Adding of eqn. (iii) and (iv) we get

∠ ABD + ∠CBD > ∠ADB + ∠BDC

Or, B > ∠D

Hence proved

**5.)**

Given,

PR > PQ

PS bisects ∠QPR

In △PQR

∠PQR > ∠PRQ [∵ PR > PQ opposite angle of longer side of △PQR]

Or, ∠PQS > ∠PRS

∠QPS = ∠RPS [∵ PS bisects ∠QPR]

∴ In △PQS

∠PQS + ∠PSQ + ∠QPS = 180° [∵Sum of angle of △ is 180°]

Or, ∠QPS = 180° – (∠PQS + ∠PSQ) – (i)

In △ PSR

∠PRS + ∠PSR + ∠RPS = 180° [∵ sum of angle of △ is 180°]

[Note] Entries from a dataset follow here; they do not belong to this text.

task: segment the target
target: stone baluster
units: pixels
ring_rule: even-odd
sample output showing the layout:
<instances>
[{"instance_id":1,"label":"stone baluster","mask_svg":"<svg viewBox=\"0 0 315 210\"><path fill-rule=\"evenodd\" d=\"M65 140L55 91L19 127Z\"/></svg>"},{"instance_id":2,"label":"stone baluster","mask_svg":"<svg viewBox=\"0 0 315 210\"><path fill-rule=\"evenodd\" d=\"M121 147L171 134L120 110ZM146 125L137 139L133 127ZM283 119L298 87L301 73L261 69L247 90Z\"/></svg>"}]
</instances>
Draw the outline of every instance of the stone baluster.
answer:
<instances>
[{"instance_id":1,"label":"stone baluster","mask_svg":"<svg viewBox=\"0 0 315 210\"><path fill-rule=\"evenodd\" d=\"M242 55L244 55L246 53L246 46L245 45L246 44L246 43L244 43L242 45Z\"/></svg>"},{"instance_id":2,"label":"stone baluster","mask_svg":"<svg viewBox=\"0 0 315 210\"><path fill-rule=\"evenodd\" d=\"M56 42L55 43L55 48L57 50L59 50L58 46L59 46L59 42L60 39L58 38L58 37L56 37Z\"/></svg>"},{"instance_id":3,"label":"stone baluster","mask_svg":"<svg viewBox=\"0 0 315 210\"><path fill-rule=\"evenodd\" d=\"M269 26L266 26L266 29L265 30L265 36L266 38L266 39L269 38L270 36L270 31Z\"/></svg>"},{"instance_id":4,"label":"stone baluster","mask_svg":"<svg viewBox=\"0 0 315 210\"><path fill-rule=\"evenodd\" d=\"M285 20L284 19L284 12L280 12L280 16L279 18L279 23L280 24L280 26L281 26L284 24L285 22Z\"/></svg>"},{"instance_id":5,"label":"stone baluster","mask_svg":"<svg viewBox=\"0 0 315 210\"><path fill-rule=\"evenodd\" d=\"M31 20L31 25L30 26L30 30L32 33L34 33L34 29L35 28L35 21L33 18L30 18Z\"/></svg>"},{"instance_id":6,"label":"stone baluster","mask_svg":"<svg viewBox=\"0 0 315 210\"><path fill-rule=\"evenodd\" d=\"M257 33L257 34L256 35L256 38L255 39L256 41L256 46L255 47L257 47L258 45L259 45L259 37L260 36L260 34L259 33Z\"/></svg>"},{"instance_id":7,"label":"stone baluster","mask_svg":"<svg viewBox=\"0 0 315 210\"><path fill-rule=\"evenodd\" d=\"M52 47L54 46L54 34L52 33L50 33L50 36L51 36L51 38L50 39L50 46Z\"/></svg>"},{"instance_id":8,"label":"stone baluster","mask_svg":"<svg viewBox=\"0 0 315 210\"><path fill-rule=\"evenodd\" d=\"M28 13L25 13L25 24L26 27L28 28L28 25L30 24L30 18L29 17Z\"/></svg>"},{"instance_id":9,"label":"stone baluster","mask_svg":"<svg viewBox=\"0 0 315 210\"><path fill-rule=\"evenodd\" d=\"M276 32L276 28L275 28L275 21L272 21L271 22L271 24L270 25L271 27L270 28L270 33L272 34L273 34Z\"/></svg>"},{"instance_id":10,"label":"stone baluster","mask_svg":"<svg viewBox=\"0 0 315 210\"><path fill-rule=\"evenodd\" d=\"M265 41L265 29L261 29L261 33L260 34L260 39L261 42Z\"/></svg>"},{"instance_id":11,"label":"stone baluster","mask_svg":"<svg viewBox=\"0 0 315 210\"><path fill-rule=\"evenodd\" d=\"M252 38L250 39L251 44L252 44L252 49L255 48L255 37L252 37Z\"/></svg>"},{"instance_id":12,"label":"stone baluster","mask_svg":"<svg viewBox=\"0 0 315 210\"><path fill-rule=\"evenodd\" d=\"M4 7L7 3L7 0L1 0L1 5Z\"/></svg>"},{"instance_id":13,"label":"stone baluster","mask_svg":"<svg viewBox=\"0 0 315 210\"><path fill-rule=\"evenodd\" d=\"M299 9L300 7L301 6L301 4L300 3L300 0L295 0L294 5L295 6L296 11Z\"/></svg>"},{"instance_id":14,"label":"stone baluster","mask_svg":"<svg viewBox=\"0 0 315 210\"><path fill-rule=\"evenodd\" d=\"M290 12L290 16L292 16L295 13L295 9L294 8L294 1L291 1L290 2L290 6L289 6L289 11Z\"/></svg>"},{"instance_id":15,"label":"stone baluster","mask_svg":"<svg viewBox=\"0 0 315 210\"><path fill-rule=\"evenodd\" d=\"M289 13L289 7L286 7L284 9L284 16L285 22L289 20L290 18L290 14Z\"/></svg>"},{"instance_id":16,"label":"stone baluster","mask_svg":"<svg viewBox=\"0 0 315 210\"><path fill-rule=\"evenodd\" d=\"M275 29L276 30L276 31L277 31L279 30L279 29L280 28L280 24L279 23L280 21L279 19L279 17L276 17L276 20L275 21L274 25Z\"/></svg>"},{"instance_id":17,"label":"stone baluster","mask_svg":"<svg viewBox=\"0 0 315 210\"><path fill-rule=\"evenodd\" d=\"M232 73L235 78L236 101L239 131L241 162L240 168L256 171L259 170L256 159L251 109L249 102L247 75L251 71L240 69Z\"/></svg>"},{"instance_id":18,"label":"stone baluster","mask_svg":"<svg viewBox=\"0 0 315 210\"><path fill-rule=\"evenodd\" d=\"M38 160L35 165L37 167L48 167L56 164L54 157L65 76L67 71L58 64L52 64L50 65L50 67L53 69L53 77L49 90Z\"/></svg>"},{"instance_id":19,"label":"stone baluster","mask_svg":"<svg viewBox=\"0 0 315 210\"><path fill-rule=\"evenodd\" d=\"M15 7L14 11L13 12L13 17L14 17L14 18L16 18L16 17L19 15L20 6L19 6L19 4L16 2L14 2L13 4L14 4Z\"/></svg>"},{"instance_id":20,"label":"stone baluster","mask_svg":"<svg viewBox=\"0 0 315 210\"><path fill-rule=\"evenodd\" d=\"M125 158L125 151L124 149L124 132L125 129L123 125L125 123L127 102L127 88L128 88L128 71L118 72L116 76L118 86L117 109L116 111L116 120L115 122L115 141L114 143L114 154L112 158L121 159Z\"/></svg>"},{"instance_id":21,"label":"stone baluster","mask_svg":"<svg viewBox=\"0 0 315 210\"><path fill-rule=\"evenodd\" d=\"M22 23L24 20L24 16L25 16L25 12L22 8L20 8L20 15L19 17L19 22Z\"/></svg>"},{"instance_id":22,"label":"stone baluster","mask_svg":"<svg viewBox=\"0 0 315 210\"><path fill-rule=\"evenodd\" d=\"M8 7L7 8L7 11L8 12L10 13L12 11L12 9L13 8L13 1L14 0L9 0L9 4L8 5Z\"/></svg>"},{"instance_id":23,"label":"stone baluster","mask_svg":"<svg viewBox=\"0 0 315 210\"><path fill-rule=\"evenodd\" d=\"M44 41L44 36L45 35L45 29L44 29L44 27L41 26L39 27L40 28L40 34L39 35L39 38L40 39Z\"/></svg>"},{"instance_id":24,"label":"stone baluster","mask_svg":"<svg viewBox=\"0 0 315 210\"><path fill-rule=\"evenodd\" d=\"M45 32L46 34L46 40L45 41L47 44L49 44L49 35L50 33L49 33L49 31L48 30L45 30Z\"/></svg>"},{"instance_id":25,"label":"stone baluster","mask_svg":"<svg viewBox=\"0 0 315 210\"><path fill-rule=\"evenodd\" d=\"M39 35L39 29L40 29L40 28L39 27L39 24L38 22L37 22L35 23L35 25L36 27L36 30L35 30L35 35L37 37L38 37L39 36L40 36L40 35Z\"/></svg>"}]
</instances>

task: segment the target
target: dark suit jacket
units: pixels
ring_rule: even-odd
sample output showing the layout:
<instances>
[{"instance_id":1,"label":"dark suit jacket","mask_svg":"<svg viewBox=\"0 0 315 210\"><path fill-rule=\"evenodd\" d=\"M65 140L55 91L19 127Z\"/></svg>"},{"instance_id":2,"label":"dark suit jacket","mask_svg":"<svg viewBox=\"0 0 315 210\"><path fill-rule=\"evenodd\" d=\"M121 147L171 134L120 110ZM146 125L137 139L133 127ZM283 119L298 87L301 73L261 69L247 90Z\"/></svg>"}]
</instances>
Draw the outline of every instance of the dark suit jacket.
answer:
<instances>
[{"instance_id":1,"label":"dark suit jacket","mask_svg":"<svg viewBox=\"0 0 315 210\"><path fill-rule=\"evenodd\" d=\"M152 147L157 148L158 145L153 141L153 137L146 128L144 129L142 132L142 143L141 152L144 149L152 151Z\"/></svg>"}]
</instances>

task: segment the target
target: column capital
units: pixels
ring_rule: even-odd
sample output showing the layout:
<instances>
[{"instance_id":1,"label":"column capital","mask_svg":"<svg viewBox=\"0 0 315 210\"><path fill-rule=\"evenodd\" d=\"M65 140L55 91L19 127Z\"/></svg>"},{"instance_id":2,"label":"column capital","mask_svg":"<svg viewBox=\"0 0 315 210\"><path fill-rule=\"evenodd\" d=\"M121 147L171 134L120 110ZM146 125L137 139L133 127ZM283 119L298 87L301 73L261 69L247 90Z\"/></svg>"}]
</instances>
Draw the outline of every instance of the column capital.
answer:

Or, ∠PSR = 180°- (∠PRS +∠RPS)

Or, ∠PSR = 180° – (∠PRS + ∠PSQ) [∵∠PSQ = ∠RPS] – (ii)

∴ Comparing eqn. (i) and (ii) we get

∠PSR > ∠QPS [∵∠PRS < ∠PQS]

Hence proved

**6.) Given,**

Two sides of a triangle are 4 cm and 6 cm

We know that

The sum of two sides of a triangle will always be greater than the third side

∴ Let,

The length of third side be x

∴ 4+X > 6 or, X > 2

4 + 6 > X or, X < 10

6 + X > 4 or, X > – 2

∴ 2 < X < 10 [∵ X > 2 so X also > – 2]

∴ all the possible solutions of X are

3, 4, 5, 6, 7, 8, 9, continue

**7.) To construct a triangle with sides 5 cm, 8cm, 1cm….**

We know that,

A triangle will always have its third side less than the sum of the other two sides

In this case,

8 > 5 +1

8 > 6

The side with 8cm is greater than the sum of other two sides thus we cannot construct a triangle of the given dimensions.